NARRATOR— The video display nearby shows clips from the first experimental films at the West Orange lab. One brief clip from 1891 features an athlete juggling Indian clubs. He’s standing more or less where you are now. Edison’s mucker William Dickson, and his assistant, Charles Brown, worked here, in one of the partitioned laboratory rooms that ran along this side of the machine shop. Their job was to develop an invention that Edison named the “kinetoscope.”
BERNIE CARLSON— The kinetoscope began with an extraordinary idea in Edison’s mind. Why not make a machine that did for the eye what the phonograph did for the ear? … Edison thought that it would be most profitable if he made a machine that could be only used by one viewer at a time. What he called a “nickel in the slot” machine. Once he had the idea for the kinetoscope, Edison then picked one of his muckers, William K.L. Dickson, to run the project.

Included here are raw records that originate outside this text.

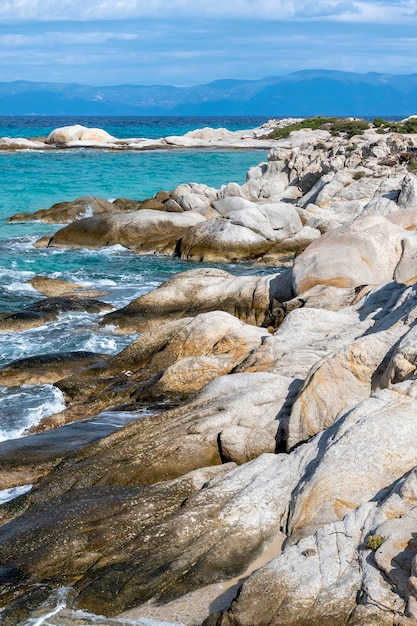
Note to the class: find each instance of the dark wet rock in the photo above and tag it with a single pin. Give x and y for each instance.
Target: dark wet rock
(234, 418)
(85, 539)
(47, 310)
(26, 460)
(254, 300)
(64, 212)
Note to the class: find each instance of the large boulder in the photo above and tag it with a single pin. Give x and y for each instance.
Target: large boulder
(365, 252)
(254, 300)
(142, 231)
(77, 133)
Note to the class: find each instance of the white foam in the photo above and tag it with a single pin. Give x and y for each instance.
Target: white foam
(10, 494)
(34, 402)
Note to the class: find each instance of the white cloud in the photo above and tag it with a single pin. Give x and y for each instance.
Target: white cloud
(79, 10)
(54, 38)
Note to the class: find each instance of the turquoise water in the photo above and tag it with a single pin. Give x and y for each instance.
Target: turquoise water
(32, 180)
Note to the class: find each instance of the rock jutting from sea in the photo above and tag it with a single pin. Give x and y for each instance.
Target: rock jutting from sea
(276, 482)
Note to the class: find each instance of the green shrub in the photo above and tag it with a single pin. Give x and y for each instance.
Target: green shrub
(378, 122)
(358, 175)
(412, 165)
(312, 122)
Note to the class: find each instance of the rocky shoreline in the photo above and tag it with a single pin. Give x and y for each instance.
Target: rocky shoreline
(281, 457)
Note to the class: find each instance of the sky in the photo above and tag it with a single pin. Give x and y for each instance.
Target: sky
(191, 42)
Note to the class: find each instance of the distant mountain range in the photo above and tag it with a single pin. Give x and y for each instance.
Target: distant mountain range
(301, 94)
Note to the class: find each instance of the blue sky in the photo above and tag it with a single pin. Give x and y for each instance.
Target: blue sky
(188, 42)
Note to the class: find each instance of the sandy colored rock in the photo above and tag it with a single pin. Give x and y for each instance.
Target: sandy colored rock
(364, 253)
(78, 133)
(142, 231)
(254, 300)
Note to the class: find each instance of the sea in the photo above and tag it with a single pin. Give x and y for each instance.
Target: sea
(36, 179)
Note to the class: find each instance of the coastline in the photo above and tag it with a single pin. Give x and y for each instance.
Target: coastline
(292, 404)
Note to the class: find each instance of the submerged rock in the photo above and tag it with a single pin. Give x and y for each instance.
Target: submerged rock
(254, 300)
(47, 310)
(294, 406)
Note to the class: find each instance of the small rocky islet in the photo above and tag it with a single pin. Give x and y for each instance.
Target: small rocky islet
(280, 459)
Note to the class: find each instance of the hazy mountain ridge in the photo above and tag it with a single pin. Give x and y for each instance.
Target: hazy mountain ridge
(303, 93)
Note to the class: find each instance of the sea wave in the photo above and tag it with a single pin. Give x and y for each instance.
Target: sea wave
(35, 402)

BERNIE CARLSON—Dickson decided that what he wanted to do was to take advantage of a series of stop-action slides, and to project those so that people could look at them as a group. Dickson went on to build a machine along these lines, and he showed it to Edison. And in its first film, it showed Dickson approaching the camera, raising his hat, and saying hello to Edison. … Edison took one look at this machine that Dickson had produced, and he rejected it. Basically, Edison rejected it because he didn’t want a projector. What he wanted was some sort of peep-show machine that people could look at, and view one person at a time. … These peep-show machines were a big success in penny arcades, and in particular, at the Chicago World’s Fair in 1893. The kinetoscope episode, then, illustrates how for Edison, invention meant not only getting the device right, but also keeping focused on a viable market strategy.